Страница 5 из 17
— Куда же переехала она? — спросил Рылеев, злясь на старуху за то, что она сама не догадается сказать ему это. — Куда переехала?
— А вот не знаю. Уж чего не знаю, так не знаю, батюшка.
— Как не знаете? — пугаясь, спросил Рылеев.
— А так и не знаю. Не сказались, а я им человек чужой, не моя болезнь.

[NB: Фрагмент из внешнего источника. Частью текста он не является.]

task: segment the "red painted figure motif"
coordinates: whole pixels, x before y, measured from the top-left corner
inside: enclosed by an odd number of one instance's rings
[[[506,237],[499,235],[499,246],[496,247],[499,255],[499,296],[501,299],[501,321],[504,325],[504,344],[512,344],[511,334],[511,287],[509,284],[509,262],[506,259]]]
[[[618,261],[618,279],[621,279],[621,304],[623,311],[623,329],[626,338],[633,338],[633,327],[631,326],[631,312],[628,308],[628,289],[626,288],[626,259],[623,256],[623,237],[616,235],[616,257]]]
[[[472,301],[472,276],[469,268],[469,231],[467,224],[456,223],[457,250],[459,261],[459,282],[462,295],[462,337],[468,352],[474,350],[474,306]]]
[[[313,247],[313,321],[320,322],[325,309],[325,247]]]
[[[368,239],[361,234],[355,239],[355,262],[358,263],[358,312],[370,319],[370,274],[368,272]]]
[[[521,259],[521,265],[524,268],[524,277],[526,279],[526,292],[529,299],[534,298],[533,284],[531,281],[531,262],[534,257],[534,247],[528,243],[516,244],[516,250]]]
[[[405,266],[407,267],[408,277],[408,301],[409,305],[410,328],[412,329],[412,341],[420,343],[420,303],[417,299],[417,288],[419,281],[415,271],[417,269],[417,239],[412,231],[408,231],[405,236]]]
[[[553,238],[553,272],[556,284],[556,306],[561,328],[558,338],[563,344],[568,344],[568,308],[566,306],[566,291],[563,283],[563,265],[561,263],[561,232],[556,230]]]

— Как не знаете? — тихо повторил Рылеев, и все всколыхнулось в нем. — Всякая хозяйка это знает, а вы не знаете.
— Да, не знаю, — проворно и, как показалось Рылееву, торжествующе сказала старуха. — А у меня живет подруга ихняя — может, знаете? — Павлинова, вместе они и столовались; тай зайдите, может, ее спросите.

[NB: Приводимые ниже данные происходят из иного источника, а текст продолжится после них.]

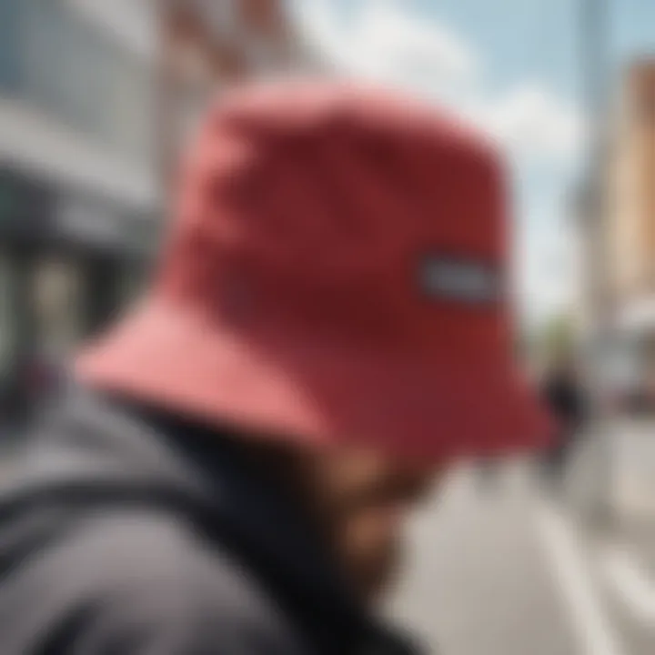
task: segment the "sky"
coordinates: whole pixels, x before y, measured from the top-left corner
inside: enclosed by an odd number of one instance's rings
[[[609,88],[655,46],[655,1],[609,0]],[[589,130],[579,0],[292,0],[338,69],[463,113],[500,144],[515,192],[515,287],[529,324],[569,311],[578,257],[571,197]]]

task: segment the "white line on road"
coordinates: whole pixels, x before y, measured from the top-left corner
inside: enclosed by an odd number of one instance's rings
[[[556,580],[568,605],[568,616],[580,655],[622,655],[624,652],[591,583],[579,538],[556,509],[536,508],[537,527]]]
[[[647,625],[655,627],[655,586],[639,562],[625,549],[613,549],[602,554],[605,577],[632,614]]]

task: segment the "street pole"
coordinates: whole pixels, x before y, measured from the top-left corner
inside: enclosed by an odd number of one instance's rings
[[[591,402],[593,452],[597,458],[594,519],[612,519],[612,457],[605,416],[606,362],[610,345],[610,296],[607,279],[605,186],[607,176],[606,125],[609,79],[609,0],[579,0],[580,64],[585,109],[590,130],[585,166],[583,206],[586,247],[586,292],[590,343],[586,370]]]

«Все разъехалось», — с досадой и острой тревогой подумал Рылеев. Показалось ему теперь, что так же далек он от Лизы, как три дня назад. Покраснев от неожиданности, Рылеев сказал:
— А что ж, зайду к этой Павлиновой. Проводите меня.
Он пошел за старухой, шагая через ступеньку.
«Какая это Павлинова? Может, Лиза все рассказала ей», — думал Рылеев и густо вспыхнул. Но смущение длилось один момент: входя в прихожую, он был уже скрытным, владеющим собой и холодно степенным в разговоре. Это произошло от сильного внутреннего напряжения.
— Тут вот, — сказала старуха, тыча рукой в дверь, — тут они живут, Павлинова, — стукнитесь.
Рылеев, прислушавшись, постучал, а внутри поспешно отозвались: «Можно». Старуха, вытирая руки о передник и оглядываясь на ноги Рылеева, ушла. Рылеев открыл дверь, вошел и увидел перед собой высокую, с простонародным лицом женщину. Серые ее глаза, однако, спокойной внимательностью своей обличали интеллигентную горожанку.
— Извините, пожалуйста, — сказал Рылеев, — я разыскиваю адрес своей знакомой, Лизаветы Авдеевны. Может, вы знаете?
Чувствуя, что подозрительно комкает речь и надо говорить подробнее, он поправился:
— Мне сказала, должно быть, ваша хозяйка, старуха, тут внизу. Вы, что ли, коротко с ней знакомы были? Так вот, пожалуйста. Позвольте представиться: Рылеев.
— А я — Павлинова, — сказала женщина и замолчала, пристально смотря в лицо посетителя.
«Как долго смотрит на меня. Наверное, все знает и теперь рассматривает», — с тоской подумал Рылеев. «Перестань глазеть!» — мысленно закричал он, а вслух сказал:
— Очень прошу вас сообщить.
— Да я не знаю ее адреса, — натянуто произнесла женщина. — Не знаю, не знаю.
Снова, как на крыльце внизу, Рылеев испытал противное ощущение нудной оторванности.
После такого ответа, разумеется, следовало извиниться еще раз и уйти, но он стоял и ждал, сам не зная чего, бегая глазами по углам комнаты. Она пестрела дешевыми обоями, было в ней много аккуратно разложенных книг, по стенам — открыток, и веяло скучной трудовой жизнью.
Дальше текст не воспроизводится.